Seems like alchemy to me.

15 Comments

  1. I liked this article. I generally keep volunteer plants around until I can identify them, or recognize them as harmful (sharp burrs, or invasive). I do this in the PC spirit of considering every input an asset. I am, however, struggling with two very prolific weeds.

    Bermuda grass spreads by seed as well as above and below ground runners, and survives long periods of dormancy, popping up everywhere after eight months when the cardboard in my sheet mulching failed to eradicate it. Since it crowds out all other plants, I have to pull it by hand, but this is relatively futile. I am now experimenting with sorghum which supposedly exhibits an allelopathic inhibition on the growth of bermuda. We shall see.
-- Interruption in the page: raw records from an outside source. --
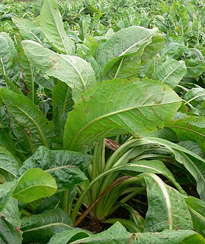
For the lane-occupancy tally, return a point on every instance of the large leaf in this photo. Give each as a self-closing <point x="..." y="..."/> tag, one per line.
<point x="170" y="72"/>
<point x="74" y="71"/>
<point x="190" y="128"/>
<point x="41" y="227"/>
<point x="126" y="41"/>
<point x="66" y="236"/>
<point x="117" y="234"/>
<point x="6" y="191"/>
<point x="167" y="207"/>
<point x="197" y="210"/>
<point x="52" y="27"/>
<point x="117" y="107"/>
<point x="34" y="128"/>
<point x="33" y="185"/>
<point x="149" y="54"/>
<point x="64" y="166"/>
<point x="194" y="67"/>
<point x="191" y="161"/>
<point x="30" y="30"/>
<point x="62" y="103"/>
<point x="8" y="165"/>
<point x="9" y="68"/>
<point x="10" y="224"/>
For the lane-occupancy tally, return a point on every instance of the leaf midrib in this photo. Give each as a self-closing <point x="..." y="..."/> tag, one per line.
<point x="33" y="186"/>
<point x="185" y="128"/>
<point x="168" y="75"/>
<point x="108" y="115"/>
<point x="45" y="226"/>
<point x="78" y="72"/>
<point x="43" y="138"/>
<point x="60" y="167"/>
<point x="51" y="9"/>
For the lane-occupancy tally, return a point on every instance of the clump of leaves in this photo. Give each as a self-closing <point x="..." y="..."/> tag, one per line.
<point x="63" y="98"/>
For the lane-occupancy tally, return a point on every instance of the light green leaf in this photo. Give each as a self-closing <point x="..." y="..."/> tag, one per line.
<point x="33" y="185"/>
<point x="170" y="72"/>
<point x="65" y="236"/>
<point x="197" y="210"/>
<point x="126" y="41"/>
<point x="167" y="207"/>
<point x="9" y="68"/>
<point x="191" y="161"/>
<point x="41" y="227"/>
<point x="30" y="30"/>
<point x="194" y="67"/>
<point x="64" y="166"/>
<point x="10" y="224"/>
<point x="117" y="234"/>
<point x="149" y="53"/>
<point x="8" y="165"/>
<point x="74" y="71"/>
<point x="117" y="107"/>
<point x="29" y="123"/>
<point x="6" y="191"/>
<point x="62" y="103"/>
<point x="52" y="27"/>
<point x="189" y="128"/>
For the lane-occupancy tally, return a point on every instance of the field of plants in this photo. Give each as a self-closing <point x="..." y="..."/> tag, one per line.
<point x="102" y="122"/>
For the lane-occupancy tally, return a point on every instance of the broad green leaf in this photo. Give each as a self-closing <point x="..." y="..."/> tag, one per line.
<point x="64" y="166"/>
<point x="117" y="107"/>
<point x="197" y="210"/>
<point x="126" y="67"/>
<point x="189" y="128"/>
<point x="167" y="207"/>
<point x="149" y="53"/>
<point x="34" y="128"/>
<point x="41" y="227"/>
<point x="33" y="185"/>
<point x="10" y="232"/>
<point x="152" y="166"/>
<point x="6" y="191"/>
<point x="117" y="234"/>
<point x="172" y="50"/>
<point x="66" y="236"/>
<point x="28" y="76"/>
<point x="74" y="71"/>
<point x="52" y="27"/>
<point x="170" y="72"/>
<point x="134" y="216"/>
<point x="9" y="68"/>
<point x="7" y="142"/>
<point x="85" y="53"/>
<point x="193" y="147"/>
<point x="30" y="30"/>
<point x="194" y="68"/>
<point x="4" y="120"/>
<point x="8" y="165"/>
<point x="62" y="98"/>
<point x="62" y="103"/>
<point x="123" y="43"/>
<point x="191" y="161"/>
<point x="195" y="96"/>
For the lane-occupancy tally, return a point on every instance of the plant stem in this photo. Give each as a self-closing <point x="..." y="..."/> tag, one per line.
<point x="87" y="211"/>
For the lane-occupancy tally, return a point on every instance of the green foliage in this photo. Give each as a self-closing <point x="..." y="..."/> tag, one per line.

    My other input which I’m having trouble seeing as an asset is my elm trees. Each spring they drop about fifty million samara (okay, I didn’t really count them), each sprouting into a rugged, deep rooted baby elm tree. I spend most of my garden time weeding these out, since they are very hard to pull out once the roots have gotten to a certain depth. I know that the samara are edible, but it is an exorbitant effort to extract them. (Thirty minutes of work resulted in a thimbleful of tasty seeds with a flavor reminiscent of pistachio.) Even if I could find an efficient means of processing the samara, the fact remains that the vast majority will still take root, as the samara tend to blanket my entire property.

    So, yes, I love the spirit of finding the bright side of weeds and not just removing them indiscriminately. For example, this approach has turned me on to directly edible plants like sow thistle, clover and spiderwort. Other plants are useful for their beneficial influences on the soil or the biota of my garden. While my elm trees provide a number of benefits (shade from the Texas sun, a framework for climbing vines), I’m still struggling, however, to see the benefit of their prolific output. Bermuda grass has no benefits that I can see, whatsoever.

    Are there any permaculturists out there with some advice or anecdotes to change my opinion?

  2. I am looking for articles for the guide to a permaculture, natural building, and community building event in Portland Oregon called the Village Building Convergence. I am the editor/publisher of the guide and was wondering if we could have permission to use this article, I think it is a really informative, useful article, a great alternative to buying soil amendments :)

    Thanks, Henry Stanley, Village Builder Coordinator –
    for The 2009 Village Building Convergence
    [email protected]

  3. you could let the shoots grow then chip them and turn them into mulch ala brf (bois rameal fragmente)
    elm shoots should have lots of calcium

  4. Do people have any good recommendations on books or articles for identifying weeds and other plants, preferably listing their uses? Or any good websites? I’d love to be able to look at the weeds in my yard, think kindly of them and put them to good use.

  5. Im curious if there is a way to collects weeds and store them to feed your animals over the winter like hay? Would you just bale it or let it sit in a covered area to dry out? Would it mold if cut still green and baled? If so then i guess you would have to cut it and then let it dry?

    I have been planning a homestead and my main goal is to feed my animals over winter with weeds and trimmings i collect doing free landscaping for people in the area. On medium to large properties. Free weed removal is a easy way to find animal feed for free. Hard part is storing enough for winter.

    An article on this would be great.

    Peace

  6. Im interested to know what sort of net you use to collect azola from your dam. What about duck weed – how does that stack up as a mulch/chicken food?

  7. Scott,
    Herbalist Pat Collins has a book titled “Wild Weeds At Your Doorstep” and has a web page, THEcentrewebsite.com.au I think

  8. Have been drying stinging nettle to store for future use to drink as tea. Wondering if it is normal for the top side of the leaf to go dark or almost black? I hang the plant upside down to dry and the leaf curls in on itself and the inside of the leaf (previously the top of the leaf) goes almost black – need to know that this is not a black fungus? Can anyone help? Thankyou.